Instruction cache architecture The instruction cache has two part: (a) a circular buffer centered around the currently playing address and (b) a fully associative cache for subroutine calls.

Waveform Cache

The waveform cache can hold a maximum of 131072 (128k) samples. When the cache is enabled, the cache preloads the first 128k samples from waveform memory. If the waveform library is smaller than this then nothing further is needed. To support sequences that need deeper waveform memory, the cache is split into two to enable bank bouncing between a playing and a loading section. Loading is triggered by explicit waveform engine PREFETCH commands which will load 64k samples at an address aligned to a 64k sample boundary. Due to the vagaries of SDRAM accesses the time for this prefetch varies but should be approximately 200μs. Should the waveform engines ask for an address not in the waveform cache the cache controller will flush fetch the aligned 64k sample segment into the first half. The sequencer LED will blink twice per second to indicated the cache miss.

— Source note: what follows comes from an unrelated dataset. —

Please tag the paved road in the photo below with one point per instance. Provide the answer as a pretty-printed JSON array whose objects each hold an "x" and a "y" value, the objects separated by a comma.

Waveform cache architecture The waveform cache can be used to simply play waveforms from the first 128k samples (i) or with explicit waveform PREFETCH commands can be used in bank-bouncer mode (ii) and (iii).

Waveform Modulation

When an APS2 slice is used to drive the I and Q ports of an I/Q mixer to amplitude and phase modulate a microwave carrier it is convenient to bring some features typically baked into the waveforms back into the hardware. For example, if the I/Q mixer is used to single-side-band modulate the carrier the hardware can track the phase evolution through non deterministic delays and the phase modulation can be updated as part of the sequence. This can then even occur conditionally as part of the sequence control flow.

To support both the SSB modulation and dynamic frame updates, the APS2 can dispatch instructions to the modulation engine. The modulation engine controls the modulator which has up to four (current firmware has two) numerically controlled oscillators (NCO). When selected, the NCO with a phase Θ rotates the (a,b) output pair to (a cosΘ + b sinΘ, b cosΘ - a sinΘ). Multiple NCOs are supported to enable merging multiple logical channels at different frequencies onto the same physical channel. The modulation engine supports the following instructions

WAIT
stall until a trigger is received
SYNC
stall until a sync signal is received
RESET PHASE
reset the phase of the selected NCO(s)
SET PHASE OFFSET
set the phase offset of the selected NCO(s)
SET PHASE INCREMENT
set the phase increment of the selected NCO(s) which sets an effective frequency
UPDATE FRAME
update the frame of the selected NCO(s) by adding to the current frame
MODULATE
apply modulation using the selected NCO for a given number of samples

All NCO phase commands are held until the the next boundary which is the end of the currently playing MODULATE command or a trigger/sync signal being received. The commands are held to allow them to occur at specific instances. For example, we want the phase to be reset at the trigger or the Z rotation implemented as a frame change to occur at the end of a pulse.

In addition, to account for mixer imperfections that can be inverted by appropriate adjustments of the waveforms the APS2 applies a 2x2 correction matrix applied to the I/Q pairs followed by a DC shift.

Modulator block diagram Block diagram of the on-board modulation capabilities. The NCOs phase accumulators are controlled by the modulation engine which can also choose which NCO to select on a pulse by pulse basis. The selected phase is used for a sin/cos look up table (LUT) which provides values for the rotation matrix. The waveform pairs are subsequently processed through of arbitrary 2x2 matrix for amplitude and phase imbalance, channel scaling and offset.